Here is a sample for elo=2. Now the difference between the median/mean unbiased estimators is less dramatic.

mean=2.00 (2.00) median=2.15 (2.31) MLE=2.33 (2.66)

mcostalba commented 5 years ago

@vondele thanks. Interesting results.

I see that we double the cost in terms of Fishtest efficiency. This is not an easy choice.

For complex patches +1 ELO is really border line because we may not want to add a lot of complex stuff for a +1 ELO increase. This is just my point of view of course.

Also going from STC[0, 5] to STC[1, 4] doubles the STC requested resources, so maybe makes sense to keep STC[0, 5] and then going for a stricter windows for LTC.

@vondele could you please:

Indeed the +2 ELO patches are the threshold between good stuff and almost useless but burdening stuff. So I am curious of what happens there.

vondele commented 5 years ago

@vdbergh, the elo estimates are based on your script (i.e. sprt_elo.py simply run on all results), so the median unbiased estimator... IIUC. Note that the challenge is even more difficult than the estimation of the elo value of a given test. We would like to get the underlying distribution of all tests.

vondele commented 5 years ago

@mcostalba the notebook is there to do all kind of experimentation... there are unlimited possibilities. With the mybinder link, it will open in your browser, no need to install anything.

concerning 0.0743 yes converting to percent means 7.43 %.

BTW, I think there are essentially no 2 Elo patches that are still being found.

vdbergh commented 5 years ago

@vondele I agree it is an interesting challenge. Do you still have the raw data (or is there an easy way to get it)?

EDIT. With whatever estimator we use we can calculate the transformation

true elo distribution -> (expected) observed elo distribution

So the challenge is to invert this. I wrote earlier that it is a convolution but this is not true. But in any case it seems to be just linear algebra (since we can discretize the problem) which numpy can do very efficiently.

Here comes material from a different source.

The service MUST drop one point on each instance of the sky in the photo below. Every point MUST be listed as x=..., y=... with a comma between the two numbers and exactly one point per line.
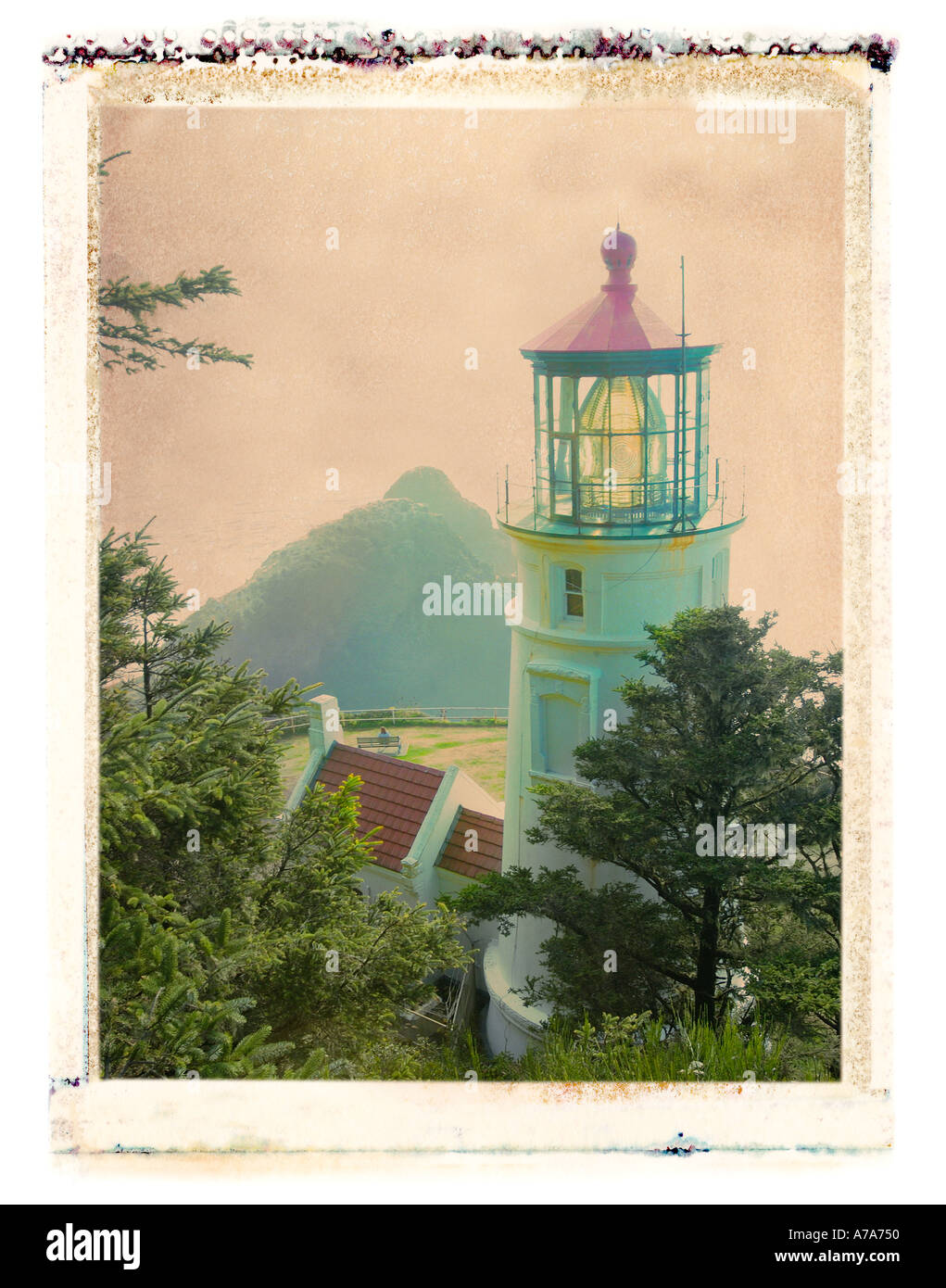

Less naive and probably more robust would be to compute the MLE for the elo distribution directly. I have not thought how hard this would be.

Alayan-stk-2 commented 5 years ago

@vondele thanks. Interesting results.

I see that we double the cost in terms of Fishtest efficiency. This is not an easy choice.

You have to divide the elo gains by the resource costs.

Also, as was pointed out in the other thread, the elo-losers have practically no importance when it comes to the elo impact of passing test, but they have an importance when it comes to resource usage.

The proposed new bounds would reject elo-losing patches as fast or faster than now, so the relative increase in total resource cost is smaller than in vondele's data in the table.

You can get about +50% elo passing for +80% resource usage (and good patches are the bottleneck much more than resources at fishtest currently, especially as resources sitting unused push people to try random things).

For complex patches +1 ELO is really border line because we may not want to add a lot of complex stuff for a +1 ELO increase. This is just my point of view of course.

This is certainly a valid reasoning, but what defines "complex patch" ? Is a one-liner a complex patch ?

I think it is a better approach to ask for more tests when a complex change gets submitted and passes testing (which is not often) than to make fail many simple good patches.

7,43% of +1 elo patches passing is quite low, and this also means a majority of +1.5 and +2 elo patches failing. In practice, we will often get multiple minor variations, which increase the likelihood to pass but also the resource usage at testing (which isn't more efficient at the end).

And as SF improves, elo gains get harder. Regression tests are showing that the average elo-gaining patch is much closer to +1 elo than to +3 elo (count the number of elo-gainer during SF10's development cycle, substract some for simplifications, and compare to the total elo gain).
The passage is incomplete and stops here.